CN102793049A - Method for producing preserved fruit by utilizing red bayberry wine dregs - Google Patents
Method for producing preserved fruit by utilizing red bayberry wine dregs Download PDFInfo
- Publication number
- CN102793049A CN102793049A CN2012103401279A CN201210340127A CN102793049A CN 102793049 A CN102793049 A CN 102793049A CN 2012103401279 A CN2012103401279 A CN 2012103401279A CN 201210340127 A CN201210340127 A CN 201210340127A CN 102793049 A CN102793049 A CN 102793049A
- Authority
- CN
- China
- Prior art keywords
- red bayberry
- red
- preserved fruit
- bayberries
- done
- Prior art date
- Legal status (The legal status is an assumption and is not a legal conclusion. Google has not performed a legal analysis and makes no representation as to the accuracy of the status listed.)
- Pending
Links
Landscapes
- Jellies, Jams, And Syrups (AREA)
Abstract
The invention discloses a method for producing preserved fruit by utilizing red bayberry wine dregs. The method is characterized in that the method comprises the following steps of: fishing out red bayberries which are soaked for 3-6 months and used as raw material for making red bayberry wine and draining; adding white sugar or honey (the weight part of which is 5-10% of the weight part of the drained red bayberries) or edible salt (the weight of which is 1-2% of the weight part of the drained red bayberries) to the drained red bayberries, evenly mixing and the mixture and standing for 4-24 hours; then airing or drying the red bayberries to be 70% dried, and rolling the red bayberries to solid granules by a rounding machine; and finally, airing the red bayberries to be 90% dried and then sealing and sub-packaging. The method utilizes red bayberry wine dregs to produce preserved red bayberries, which can make waste profitable and is environment-friendly. In addition, the produced preserved fruit has beautiful shape and wine aroma in addition to the taste of other preserved fruit. The taste is special and popular with people.
Description
Technical field
The present invention relates to red bayberry preserved fruit manufacture technology field, particularly a kind of red bayberry schlempe that utilizes is made preserved fruit, for the comprehensive utilization of red bayberry provides a new approach.
Background technology
Red bayberry contains multiple organic acid, and ascorbic content is also very abundant, not only can participate in the metabolism and the oxidation-reduction process of sugar in the body directly, strengthens the permeability of capillary, and also has reducing blood lipid, the effect that stops cancer cell to generate in vivo.Contained tartaric acid can whet the appetite and promote the production of body fluid, and the relieving summer-heat that helps digestion has the sugar that stops in the body again to the function that fat transforms, and helps fat-reducing.Red bayberry has inhibitory action to bacteriums such as Escherichia coli, shigella dysenteriaes, can control dysentery stomachache, and more than person has good effect to diarrhea.Contain vitamin C, B in the red bayberry, cancer-resisting is had positive role.People are referred to as red bayberry on " agate in the fruit ".Red bayberry is except eating raw, and quite a few is used for brew red bayberry wine, and it is nutritious, and delicious mouthfeel is good, receives people's favor deeply.In the wine brewing process, the part nutrition of red bayberry is dissolved in the wine by immersion, but still contains rich organic acid, vitamins and other nutritious components.But wine brewing producer throws away the red bayberry schlempe mostly as waste product, cause great pollution to environment.Though what have is used for preserved fruit, through rinsing repeatedly with add a large amount of auxiliary materials, cause nutrition leak and bring harm to human body.
Summary of the invention
The objective of the invention is to make full use of the nutritive value of red bayberry schlempe, will be made good looking appearance through processing by the red bayberry schlempe thrown away as waste product of wine brewing producer, the high-quality preserved fruit that taste is special, not only additional income but also reduce environmental pollution was killed two birds with one stone.

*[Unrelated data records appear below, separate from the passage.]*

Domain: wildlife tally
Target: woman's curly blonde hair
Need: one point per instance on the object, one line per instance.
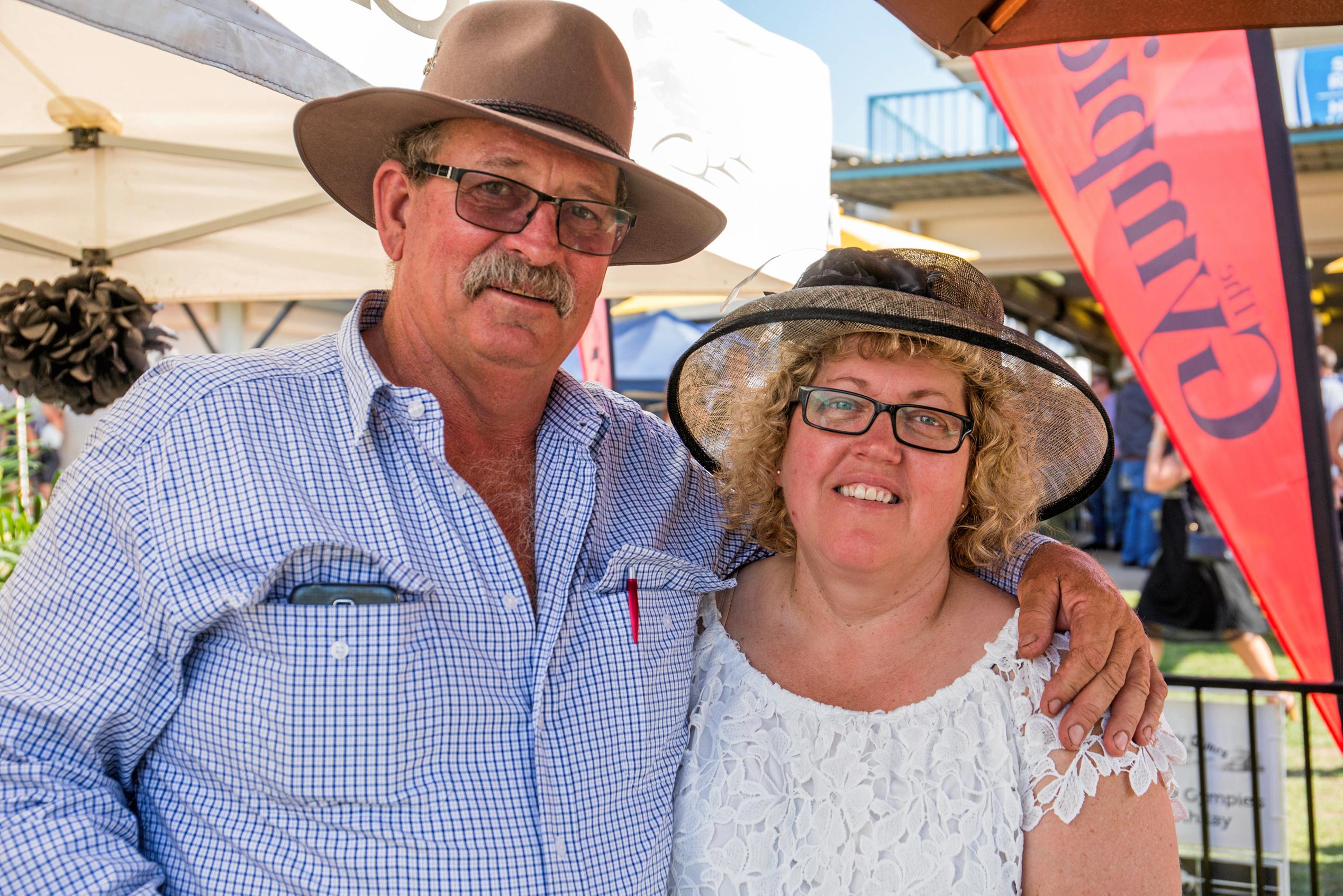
(1004, 493)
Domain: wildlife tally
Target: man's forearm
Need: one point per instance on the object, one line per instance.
(83, 696)
(1008, 574)
(65, 836)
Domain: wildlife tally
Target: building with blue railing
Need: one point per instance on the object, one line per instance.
(942, 163)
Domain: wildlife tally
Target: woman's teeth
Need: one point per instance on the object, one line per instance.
(867, 493)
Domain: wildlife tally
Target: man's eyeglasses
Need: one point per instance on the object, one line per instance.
(507, 206)
(929, 429)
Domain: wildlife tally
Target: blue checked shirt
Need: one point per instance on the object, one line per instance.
(168, 720)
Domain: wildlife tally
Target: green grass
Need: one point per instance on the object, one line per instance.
(1216, 660)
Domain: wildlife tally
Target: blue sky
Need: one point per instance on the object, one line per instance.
(868, 50)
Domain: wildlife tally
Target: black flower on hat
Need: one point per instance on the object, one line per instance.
(863, 268)
(80, 340)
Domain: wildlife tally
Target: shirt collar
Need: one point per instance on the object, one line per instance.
(570, 406)
(363, 376)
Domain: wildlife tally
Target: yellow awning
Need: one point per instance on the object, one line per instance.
(856, 233)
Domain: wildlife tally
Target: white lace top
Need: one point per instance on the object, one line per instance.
(782, 794)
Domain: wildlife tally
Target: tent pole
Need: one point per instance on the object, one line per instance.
(276, 323)
(201, 330)
(230, 327)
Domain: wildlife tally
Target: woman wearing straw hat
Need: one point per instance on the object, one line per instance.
(879, 425)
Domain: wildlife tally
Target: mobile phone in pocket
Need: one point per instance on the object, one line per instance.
(343, 595)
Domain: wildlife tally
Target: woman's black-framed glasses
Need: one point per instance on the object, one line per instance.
(927, 429)
(507, 206)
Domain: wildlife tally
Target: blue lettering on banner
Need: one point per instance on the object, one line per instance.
(1129, 166)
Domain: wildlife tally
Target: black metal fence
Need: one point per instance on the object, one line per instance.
(1219, 876)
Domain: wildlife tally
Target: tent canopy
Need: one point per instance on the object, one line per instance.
(194, 193)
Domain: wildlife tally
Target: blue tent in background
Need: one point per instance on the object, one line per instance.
(645, 348)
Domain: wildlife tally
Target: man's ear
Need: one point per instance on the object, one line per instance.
(391, 205)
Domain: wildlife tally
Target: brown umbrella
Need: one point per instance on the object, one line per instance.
(960, 28)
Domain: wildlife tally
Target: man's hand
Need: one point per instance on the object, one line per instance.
(1109, 665)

The object of the invention is realized through following technical scheme:
A kind of method of utilizing the red bayberry schlempe to make preserved fruit is characterized in that, may further comprise the steps:
A. will soak the red bayberry that was used to brewage the red bayberry liquor raw material in 3~6 months earlier and pull out, and red bayberry will be filtered dry-cure;
B. the salt of the white sugar of red bayberry weight portion or honey or the dried back of 1%~2% filter red bayberry weight portion adds in the red bayberry that filters after doing after 5%~10% filter being done, and leaves standstill 4~24 hours after mix is even;
C. red bayberry airing or oven dry were done to seven minutes, with spheronizator with solid of the round as a ball one-tenth of red bayberry;
D. solid granule red bayberry airing to nine minute is done the sealing splitting.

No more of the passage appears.